PICKENS COUNTY — County council members agreed Monday night that there is a place for the Pickens County Cultural Commission, one of its advisory boards.

But they’re not sure yet what the board will look like going forward.

Council members considered a recommendation from committee that the cultural commission be dissolved.

But that idea didn’t sit well with them.

The recommendation came after county officials were told by a cultural commissioner that the board had lost direction and that its recommendations were seldom listened to by staff.

Another cultural commissioner disputed those notions in letters to local media.

“I’m not in favor at this point in time of dissolving the cultural commission,” councilman Tom Ponder said. “The question I have is, what is their function?”

The commission’s function had been fundraising, he said.

“I think they’ve gotten away from that,” Ponder said. “There is a need for that type of thing, but I’m just not so sure that some of the people who’ve been serving in that capacity can serve in that capacity, based on their actions of the last couple of years.”

Boards and commissions are an arm of council, Ponder said.

“When it appears that these boards and commissions have a different agenda, move in a different direction, that doesn’t mean we don’t want to hear them,” he said. “But we sure don’t want to be attacked by them.”

One commissioner had said the commission’s opinion was not taken into account concerning the termination of a former museum director.

Orientation sessions for boards and commissions would be helpful, Ponder said.
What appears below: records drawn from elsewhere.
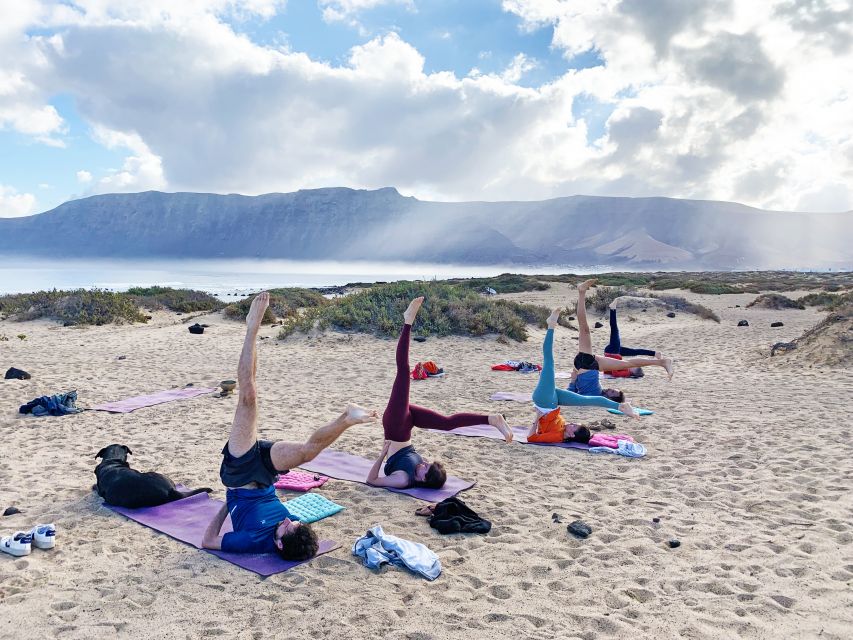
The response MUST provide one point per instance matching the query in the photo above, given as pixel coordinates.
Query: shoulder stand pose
(250, 467)
(549, 425)
(585, 376)
(405, 467)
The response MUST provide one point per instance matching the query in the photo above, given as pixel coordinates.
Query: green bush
(504, 283)
(284, 303)
(775, 301)
(80, 306)
(448, 310)
(183, 300)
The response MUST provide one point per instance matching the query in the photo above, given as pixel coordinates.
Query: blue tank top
(407, 460)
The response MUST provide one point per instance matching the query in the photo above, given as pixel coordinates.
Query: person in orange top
(549, 425)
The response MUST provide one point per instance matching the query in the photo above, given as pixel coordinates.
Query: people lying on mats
(585, 375)
(250, 468)
(405, 466)
(549, 424)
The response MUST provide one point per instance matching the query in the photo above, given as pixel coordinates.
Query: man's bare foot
(412, 310)
(666, 363)
(628, 410)
(553, 319)
(586, 284)
(355, 414)
(499, 423)
(257, 310)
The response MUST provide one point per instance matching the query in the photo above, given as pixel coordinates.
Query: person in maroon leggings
(405, 466)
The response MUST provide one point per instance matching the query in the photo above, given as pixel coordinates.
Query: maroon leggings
(400, 417)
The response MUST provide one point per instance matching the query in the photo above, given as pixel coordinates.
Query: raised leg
(287, 455)
(244, 428)
(544, 395)
(397, 419)
(615, 344)
(584, 337)
(571, 399)
(612, 364)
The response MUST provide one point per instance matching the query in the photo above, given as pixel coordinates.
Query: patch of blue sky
(594, 112)
(452, 35)
(50, 173)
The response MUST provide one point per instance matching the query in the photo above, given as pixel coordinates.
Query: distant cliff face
(347, 224)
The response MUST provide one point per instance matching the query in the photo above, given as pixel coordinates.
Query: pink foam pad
(300, 481)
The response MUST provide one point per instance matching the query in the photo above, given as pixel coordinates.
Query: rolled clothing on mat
(454, 516)
(376, 548)
(345, 466)
(186, 520)
(60, 404)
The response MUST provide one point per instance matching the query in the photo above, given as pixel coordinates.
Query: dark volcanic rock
(579, 529)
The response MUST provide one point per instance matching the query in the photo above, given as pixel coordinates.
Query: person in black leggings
(405, 466)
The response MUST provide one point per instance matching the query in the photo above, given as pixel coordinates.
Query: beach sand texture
(749, 465)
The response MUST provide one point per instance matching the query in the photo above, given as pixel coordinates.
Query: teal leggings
(548, 396)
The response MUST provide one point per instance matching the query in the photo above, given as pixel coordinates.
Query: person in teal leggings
(547, 396)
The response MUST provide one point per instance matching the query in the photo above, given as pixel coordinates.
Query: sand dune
(749, 466)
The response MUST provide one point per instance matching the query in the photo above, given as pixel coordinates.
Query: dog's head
(114, 452)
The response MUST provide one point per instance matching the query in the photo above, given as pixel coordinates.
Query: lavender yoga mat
(132, 404)
(519, 435)
(345, 466)
(187, 519)
(514, 397)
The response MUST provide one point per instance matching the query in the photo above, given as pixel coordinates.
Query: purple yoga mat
(519, 435)
(132, 404)
(345, 466)
(187, 519)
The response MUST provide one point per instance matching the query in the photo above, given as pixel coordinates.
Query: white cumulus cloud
(14, 204)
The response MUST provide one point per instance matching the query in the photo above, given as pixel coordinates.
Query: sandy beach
(749, 466)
“The board doesn’t have the authority to hire or fire anybody,” Ponder said. “They don’t have the authority to spend money. There are a lot of things they don’t have the authority to do. But sometimes these boards feel like they do have, and they expect us to answer to them.”

A former county administrator was known to tell council members not to overreach, to “stay in our lane,” Ponder said.

“We need to understand what our responsibility is and live up to our responsibility,” he said.

Council members suggested that staff meet with the commission.

“To see that there is a purpose and that they understand what their purpose is,” Ponder said. “With all the things going on in Pickens County, with the Hagood Mill property, and we need to do more with the museum, it might not be a good idea to dissolve the commission. It might be a good idea to look at what the commission’s function is to ensure that the people on the commission understand what its function is. If they can’t buy into the program, they need to go somewhere else.”

Councilman Trey Whitehurst also questioned dissolving the commission.

“People on a dysfunctional board can be replaced,” he said. “It was created for a purpose. There had to be a need. We have to figure out what that need was. Do we still need that need today? And if we do, does that board properly fulfill that need?”

Council chair Jennifer Willis agreed.

“Does the board have a proper function, or do we need to change the function of the board?” she said.

County administrator Gerald Wilson said staff members had met with the commission and are seeing “positive progress.”

The motion is dissolve the cultural commission failed unanimously. Councilman Neil Smith was absent from Monday’s meeting.